2. Create the Cloud Function (ETL)¶
This Cloud Function is the engine of our pipeline. It will run a Python script to connect to a MySQL database, execute a query to denormalize and fetch data, and then load that data into our BigQuery table, overwriting the previous contents.
Prerequisites¶
- Enabled APIs: Ensure Cloud Functions, Cloud Build, Artifact Registry, and BigQuery APIs are enabled.
- MySQL Credentials:
DB_USER:studentDB_PASS: your project name (e.g.,john-doe-pawait-1)DB_NAME:cloud_masteryDB_HOST: your Cloud SQL instance's public IP address.
-
BigQuery Table ID: You need an existing BigQuery Dataset and table where the pipeline will load the data from our first step.

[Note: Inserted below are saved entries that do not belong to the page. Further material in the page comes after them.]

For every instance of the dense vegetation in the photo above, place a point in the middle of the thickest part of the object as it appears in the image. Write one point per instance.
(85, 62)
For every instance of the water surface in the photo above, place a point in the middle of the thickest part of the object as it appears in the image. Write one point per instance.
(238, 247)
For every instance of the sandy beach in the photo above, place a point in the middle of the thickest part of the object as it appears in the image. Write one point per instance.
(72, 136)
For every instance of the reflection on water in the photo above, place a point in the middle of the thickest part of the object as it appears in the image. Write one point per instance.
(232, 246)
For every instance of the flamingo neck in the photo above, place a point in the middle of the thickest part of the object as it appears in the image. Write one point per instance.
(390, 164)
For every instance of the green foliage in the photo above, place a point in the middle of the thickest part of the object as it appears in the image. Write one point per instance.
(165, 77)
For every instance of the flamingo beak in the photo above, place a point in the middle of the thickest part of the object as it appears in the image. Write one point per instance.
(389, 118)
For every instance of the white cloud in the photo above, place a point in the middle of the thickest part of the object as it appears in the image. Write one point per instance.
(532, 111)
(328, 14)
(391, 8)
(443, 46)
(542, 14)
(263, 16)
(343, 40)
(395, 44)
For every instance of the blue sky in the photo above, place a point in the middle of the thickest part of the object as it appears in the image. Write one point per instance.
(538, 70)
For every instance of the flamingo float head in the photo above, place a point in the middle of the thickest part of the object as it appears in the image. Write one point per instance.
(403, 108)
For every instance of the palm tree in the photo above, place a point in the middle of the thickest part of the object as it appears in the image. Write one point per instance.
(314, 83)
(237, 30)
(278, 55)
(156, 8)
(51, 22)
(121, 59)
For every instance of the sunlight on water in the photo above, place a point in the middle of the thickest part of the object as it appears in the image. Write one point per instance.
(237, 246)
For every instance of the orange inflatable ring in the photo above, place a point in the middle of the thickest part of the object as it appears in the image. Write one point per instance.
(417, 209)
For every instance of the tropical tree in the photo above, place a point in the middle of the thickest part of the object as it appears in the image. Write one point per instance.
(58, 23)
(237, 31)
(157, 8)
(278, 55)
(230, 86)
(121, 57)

BQ_TABLE_ID=john-higi-pawait-1.john_higi_pawait_1.cloud_mastery
Step 1: Prepare Your Code¶
Your function needs a main.py file for the logic and a requirements.txt for dependencies.
main.py
import os
import pandas as pd
import pymysql
from google.cloud import bigquery
def denormalize_and_load(request):
# Load credentials from environment variables
db_user = os.environ['DB_USER']
db_pass = os.environ['DB_PASS']
db_name = os.environ['DB_NAME']
db_host = os.environ['DB_HOST']
table_id = os.environ['BQ_TABLE_ID']
# SQL query to join tables and create a denormalized view
query = """
SELECT
o.id AS order_id,
o.orderNumber,
CONCAT(c.firstName, ' ', c.lastName) AS customer_name,
c.email,
o.orderDate,
od.product_id,
p.name AS product_name,
p.category,
od.quantity,
od.unitCost,
od.totalCost,
o.status,
o.paymentMethod
FROM orders o
JOIN customers c ON o.customer_id = c.id
JOIN order_details od ON o.id = od.order_id
JOIN products p ON od.product_id = p.id
"""
# Establish connection and fetch data into a pandas DataFrame
connection = pymysql.connect(host=db_host, user=db_user, password=db_pass, database=db_name, port=3306)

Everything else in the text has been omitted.